The touch of cold iron seemed, for a moment, to be palpable on Helga’s neck. She shuddered. Unease trickled through her heart. She’d heard stories about Milky Joe, but they had always before been almost fanciful—a “boogy beast” sort of tale. She’d never thought of him as being real, but now that he was sitting just a few feet away, she felt a deep sense of dread. It was as if she knew Milky Joe was deeply evil, but at the same time, could not remember exactly what she knew. The chill passing through her was not fear, but a confused feeling that she had seen the white wolf with pink eyes before...heard his booming voice...knew him from somewhere...
“You can’t stay here, weevils!”
The inspections dragged on into the afternoon. Little by little the line of wagons and carts shortened. Being one of the last in line, Breister and Helga took time to shift gear and baggage to better balance their load. They had packed for difficult travel, taking only their most important possessions and other essentials. First of all among their treasures was their Family Engraving, a traditional item in every Wood Cow household, on which the names of ancestors were engraved on a redwood plank.
Next came Helga’s favorite family possession—the Root Teaching—a collection of Wood Cow wisdom that embodied their philosophy of life. Helga, like every Wood Cow, had her favorites:
Tossing crickets in another beast’s drink does not make a friend.
Throwing knives in the dark rarely fixes a problem.
A beast who sees for herself is not a slave to what she is told.
Justice considers small beasts before big plans.
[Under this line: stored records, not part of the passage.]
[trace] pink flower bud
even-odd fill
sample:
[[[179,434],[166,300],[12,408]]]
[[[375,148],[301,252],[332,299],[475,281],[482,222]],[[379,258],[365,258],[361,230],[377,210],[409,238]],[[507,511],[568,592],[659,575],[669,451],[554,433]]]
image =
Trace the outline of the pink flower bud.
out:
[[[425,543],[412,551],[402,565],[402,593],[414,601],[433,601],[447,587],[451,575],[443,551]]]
Listen where others say there is nothing to hear, and learn.
Knowledge is bread, wisdom is coffee, and work is fire.
In the happy times before Helbara went missing amidst Wrackshee slavers ten years before, Helga’s mother had read the Root Teaching to her and Emil every night. They also talked about how the Teaching applied in this or that situation. Helg
a missed those wonderful times. With Emil also now lost, and the entire Wood Cow clan scattered to the winds, for Helga, the Root Teaching seemed to hold the sense of her family together.
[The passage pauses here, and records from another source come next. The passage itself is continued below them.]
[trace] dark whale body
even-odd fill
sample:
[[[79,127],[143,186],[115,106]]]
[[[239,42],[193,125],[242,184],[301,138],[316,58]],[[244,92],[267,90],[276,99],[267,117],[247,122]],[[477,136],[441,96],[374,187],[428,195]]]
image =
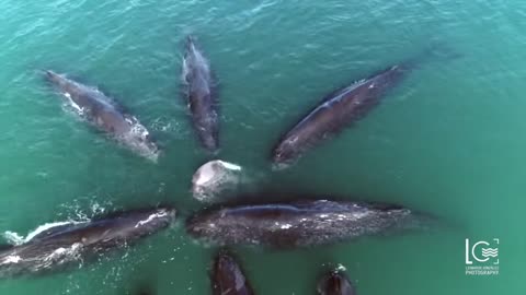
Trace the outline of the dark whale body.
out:
[[[327,96],[293,127],[273,150],[273,162],[283,164],[364,117],[413,68],[413,62],[390,67]]]
[[[186,38],[182,80],[195,132],[202,145],[215,152],[219,148],[219,118],[214,79],[208,61],[190,36]]]
[[[216,256],[211,269],[211,292],[214,295],[253,295],[241,267],[229,253],[221,251]]]
[[[111,134],[128,149],[157,161],[159,149],[136,117],[124,111],[98,88],[83,85],[53,71],[46,71],[46,76],[69,99],[79,116]]]
[[[334,270],[320,280],[318,283],[319,295],[355,295],[355,291],[345,273]]]
[[[60,225],[0,250],[0,278],[50,271],[126,246],[169,226],[174,217],[174,209],[158,208]]]
[[[237,205],[197,212],[186,231],[215,245],[262,245],[294,248],[420,227],[405,208],[351,201],[297,201]]]

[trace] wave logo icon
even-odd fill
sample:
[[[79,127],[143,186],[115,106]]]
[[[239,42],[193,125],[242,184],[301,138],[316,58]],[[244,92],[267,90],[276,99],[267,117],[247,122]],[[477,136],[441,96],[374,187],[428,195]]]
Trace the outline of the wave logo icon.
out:
[[[498,257],[499,256],[499,248],[482,248],[482,256],[483,257]]]
[[[484,248],[485,246],[487,248]],[[479,240],[471,244],[469,238],[466,239],[466,264],[473,264],[477,262],[493,262],[499,264],[499,239],[493,238],[492,243]]]

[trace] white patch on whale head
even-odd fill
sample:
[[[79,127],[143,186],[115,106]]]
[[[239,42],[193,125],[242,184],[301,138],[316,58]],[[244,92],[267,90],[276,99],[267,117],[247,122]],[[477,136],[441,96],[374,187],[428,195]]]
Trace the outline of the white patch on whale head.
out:
[[[201,201],[210,200],[227,186],[239,182],[241,166],[220,160],[205,163],[192,178],[192,192]]]
[[[75,101],[73,98],[71,98],[71,94],[68,93],[68,92],[65,92],[64,93],[64,96],[66,96],[66,98],[68,98],[68,104],[69,106],[71,106],[76,113],[78,113],[79,115],[82,115],[83,114],[83,108],[81,106],[79,106]]]
[[[159,212],[159,213],[153,213],[151,215],[148,216],[148,219],[144,220],[144,221],[139,221],[136,225],[135,225],[135,228],[139,227],[139,226],[142,226],[149,222],[151,222],[152,220],[155,219],[160,219],[160,217],[164,217],[167,216],[168,213],[165,211],[162,211],[162,212]]]
[[[3,261],[0,263],[0,266],[10,264],[10,263],[19,263],[19,261],[21,261],[21,260],[22,260],[22,258],[20,256],[10,255],[10,256],[8,256],[3,259]]]

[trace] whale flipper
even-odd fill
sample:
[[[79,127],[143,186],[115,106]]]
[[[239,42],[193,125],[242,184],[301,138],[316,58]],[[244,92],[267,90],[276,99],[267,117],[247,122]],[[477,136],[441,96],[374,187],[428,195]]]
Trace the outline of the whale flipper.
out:
[[[48,228],[48,229],[46,229],[42,233],[38,233],[33,238],[31,238],[31,240],[34,241],[34,240],[43,239],[43,238],[46,238],[46,237],[54,236],[56,234],[60,234],[60,233],[71,231],[73,228],[76,228],[76,224],[73,224],[73,223],[57,225],[57,226]]]
[[[14,245],[11,245],[11,244],[0,244],[0,251],[9,250],[13,247],[14,247]]]

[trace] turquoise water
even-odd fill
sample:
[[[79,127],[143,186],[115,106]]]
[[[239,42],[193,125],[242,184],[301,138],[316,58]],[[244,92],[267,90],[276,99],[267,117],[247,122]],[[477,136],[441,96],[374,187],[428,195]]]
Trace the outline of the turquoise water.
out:
[[[218,157],[245,190],[402,203],[449,224],[287,252],[237,249],[258,294],[313,294],[328,264],[358,294],[525,294],[524,1],[0,1],[0,232],[174,203],[176,226],[95,263],[0,282],[0,294],[209,294],[215,250],[183,217],[209,155],[180,97],[181,48],[198,37],[220,85]],[[327,93],[430,56],[382,104],[296,165],[273,170],[279,135]],[[39,70],[67,72],[126,105],[164,156],[140,158],[64,111]],[[263,194],[262,198],[265,198]],[[500,274],[465,274],[465,239],[500,239]]]

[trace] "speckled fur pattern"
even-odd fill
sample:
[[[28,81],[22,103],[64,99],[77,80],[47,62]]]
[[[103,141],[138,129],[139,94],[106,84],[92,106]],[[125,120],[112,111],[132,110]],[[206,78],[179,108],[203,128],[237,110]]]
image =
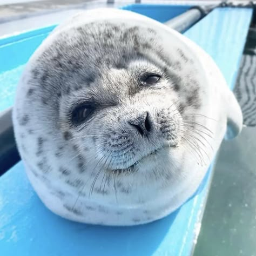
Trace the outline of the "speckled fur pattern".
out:
[[[160,74],[143,86],[144,72]],[[78,126],[72,110],[95,111]],[[147,113],[142,136],[131,120]],[[51,211],[74,221],[133,225],[160,219],[195,192],[237,102],[212,59],[184,36],[139,14],[85,11],[55,29],[19,83],[15,134],[26,173]]]

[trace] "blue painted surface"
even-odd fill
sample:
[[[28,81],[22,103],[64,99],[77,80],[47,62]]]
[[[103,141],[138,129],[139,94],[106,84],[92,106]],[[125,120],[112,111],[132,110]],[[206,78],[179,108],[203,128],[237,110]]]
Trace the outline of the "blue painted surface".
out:
[[[190,6],[134,4],[122,9],[144,14],[159,22],[170,19]],[[0,111],[14,103],[16,86],[24,64],[57,25],[0,39]]]
[[[122,9],[145,15],[160,22],[165,22],[187,11],[190,7],[188,5],[166,4],[131,4]]]
[[[213,57],[231,87],[252,13],[217,9],[185,33]],[[150,224],[117,228],[72,223],[51,213],[20,162],[0,177],[0,255],[188,255],[212,172],[210,168],[196,194],[174,213]]]

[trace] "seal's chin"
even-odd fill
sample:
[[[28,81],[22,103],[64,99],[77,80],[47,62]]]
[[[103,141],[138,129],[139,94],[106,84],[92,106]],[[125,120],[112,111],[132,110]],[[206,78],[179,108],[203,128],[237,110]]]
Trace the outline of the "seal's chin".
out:
[[[120,168],[118,169],[112,169],[111,171],[114,172],[118,172],[118,173],[123,173],[125,172],[134,172],[137,170],[137,166],[140,164],[140,163],[144,159],[146,158],[155,156],[157,155],[160,150],[163,150],[164,147],[166,147],[166,146],[163,146],[160,149],[156,149],[153,150],[152,152],[150,152],[146,156],[144,156],[139,160],[136,161],[136,162],[133,163],[132,165],[130,165],[128,167],[125,167],[125,168]],[[169,146],[168,146],[169,147]]]

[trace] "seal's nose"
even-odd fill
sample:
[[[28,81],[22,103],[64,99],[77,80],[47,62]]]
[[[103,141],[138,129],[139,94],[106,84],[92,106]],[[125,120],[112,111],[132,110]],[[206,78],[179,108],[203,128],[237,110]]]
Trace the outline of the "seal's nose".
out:
[[[146,136],[152,129],[152,123],[148,112],[140,113],[128,123],[136,128],[142,136]]]

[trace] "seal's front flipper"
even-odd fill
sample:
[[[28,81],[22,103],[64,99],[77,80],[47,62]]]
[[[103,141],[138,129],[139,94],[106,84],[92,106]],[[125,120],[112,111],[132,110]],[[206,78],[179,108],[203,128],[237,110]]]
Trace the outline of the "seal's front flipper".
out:
[[[242,113],[238,102],[234,94],[228,90],[227,97],[227,131],[225,139],[232,139],[236,137],[242,130]]]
After these precious belongings in importance, were essential practical items: fishing line and the flicker-pole. The fishing line served both to catch fish for food, and as a weapon for defense. In the hands of a skilled Wood Cow, the line weighted with a stone sinker could immobilize an attacker in a massive tangle. The flicker-pole’s flexible strength made it a very useful tool and weapon also. The most versatile tools they would have on the journey, the Wood Cows could wield both with power and skill.
Following this, several precious items of household furniture: the chest, lovingly handmade by her mother, that held the family’s woodworking tools; Breister’s reading rocker and Helga’s carving table; the woodshop tables and benches; the kitchen stools and breadbox; the clothes cabinets...and so on.
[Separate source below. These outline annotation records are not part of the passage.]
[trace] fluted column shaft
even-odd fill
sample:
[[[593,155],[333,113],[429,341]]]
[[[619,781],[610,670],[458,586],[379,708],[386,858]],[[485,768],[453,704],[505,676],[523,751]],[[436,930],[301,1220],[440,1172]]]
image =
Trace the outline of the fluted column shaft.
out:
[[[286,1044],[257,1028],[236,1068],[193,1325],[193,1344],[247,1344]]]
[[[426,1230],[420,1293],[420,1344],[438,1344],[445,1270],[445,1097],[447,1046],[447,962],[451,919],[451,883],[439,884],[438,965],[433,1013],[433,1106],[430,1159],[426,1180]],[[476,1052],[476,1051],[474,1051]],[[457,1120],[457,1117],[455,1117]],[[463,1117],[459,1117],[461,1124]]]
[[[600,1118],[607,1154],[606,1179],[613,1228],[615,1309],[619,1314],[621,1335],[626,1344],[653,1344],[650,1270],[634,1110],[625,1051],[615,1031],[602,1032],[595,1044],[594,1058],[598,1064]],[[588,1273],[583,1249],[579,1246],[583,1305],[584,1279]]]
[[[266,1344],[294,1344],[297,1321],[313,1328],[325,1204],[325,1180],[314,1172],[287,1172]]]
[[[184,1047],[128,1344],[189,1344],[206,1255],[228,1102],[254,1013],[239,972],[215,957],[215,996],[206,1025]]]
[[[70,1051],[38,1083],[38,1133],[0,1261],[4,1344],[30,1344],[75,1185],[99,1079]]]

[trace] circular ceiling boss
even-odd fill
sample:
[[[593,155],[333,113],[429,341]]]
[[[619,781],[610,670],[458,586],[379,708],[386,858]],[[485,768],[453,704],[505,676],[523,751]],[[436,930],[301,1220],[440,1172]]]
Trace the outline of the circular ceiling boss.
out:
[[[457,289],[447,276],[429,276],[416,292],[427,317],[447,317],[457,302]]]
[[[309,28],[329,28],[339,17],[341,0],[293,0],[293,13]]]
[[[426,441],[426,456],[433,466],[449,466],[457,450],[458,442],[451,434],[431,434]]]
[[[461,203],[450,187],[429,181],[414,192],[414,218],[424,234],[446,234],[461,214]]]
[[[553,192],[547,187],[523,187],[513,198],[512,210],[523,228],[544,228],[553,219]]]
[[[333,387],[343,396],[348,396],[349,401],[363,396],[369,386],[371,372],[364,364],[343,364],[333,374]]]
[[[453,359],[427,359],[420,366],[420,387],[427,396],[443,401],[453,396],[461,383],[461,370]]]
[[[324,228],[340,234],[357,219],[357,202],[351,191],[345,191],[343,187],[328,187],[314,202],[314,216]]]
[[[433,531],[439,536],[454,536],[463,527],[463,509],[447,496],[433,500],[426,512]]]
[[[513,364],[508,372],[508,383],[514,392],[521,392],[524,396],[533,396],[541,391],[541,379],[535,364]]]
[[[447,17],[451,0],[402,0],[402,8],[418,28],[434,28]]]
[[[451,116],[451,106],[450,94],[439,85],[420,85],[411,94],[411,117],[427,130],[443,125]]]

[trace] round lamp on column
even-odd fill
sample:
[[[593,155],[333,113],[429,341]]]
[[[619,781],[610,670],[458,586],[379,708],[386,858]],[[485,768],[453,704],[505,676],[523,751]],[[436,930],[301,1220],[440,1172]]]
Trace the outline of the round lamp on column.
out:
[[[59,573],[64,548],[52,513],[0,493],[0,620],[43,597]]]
And, of course, the food: sacks of dried, pounded fish; baskets of pine nuts; dried apples and pears; rosehips for making tea; pouches of honey nut butter; and chunks of course, leathery trout jerky.
Uniquely among the exiles, Helga and Breister did not have a cart or wagon. Instead, they pulled a homemade boat behind them on a sled. A great river was said to be just beyond the Hedgewall to the east. Old stories told of a time when the Hedgeland folk had eaten fish from a great eastern river, said to be within a day’s walk. If they could make the river, they hoped to sail into the unknown lands toward the rising sun. Bad Bone’s intelligence about routes to the east had given them even more hope.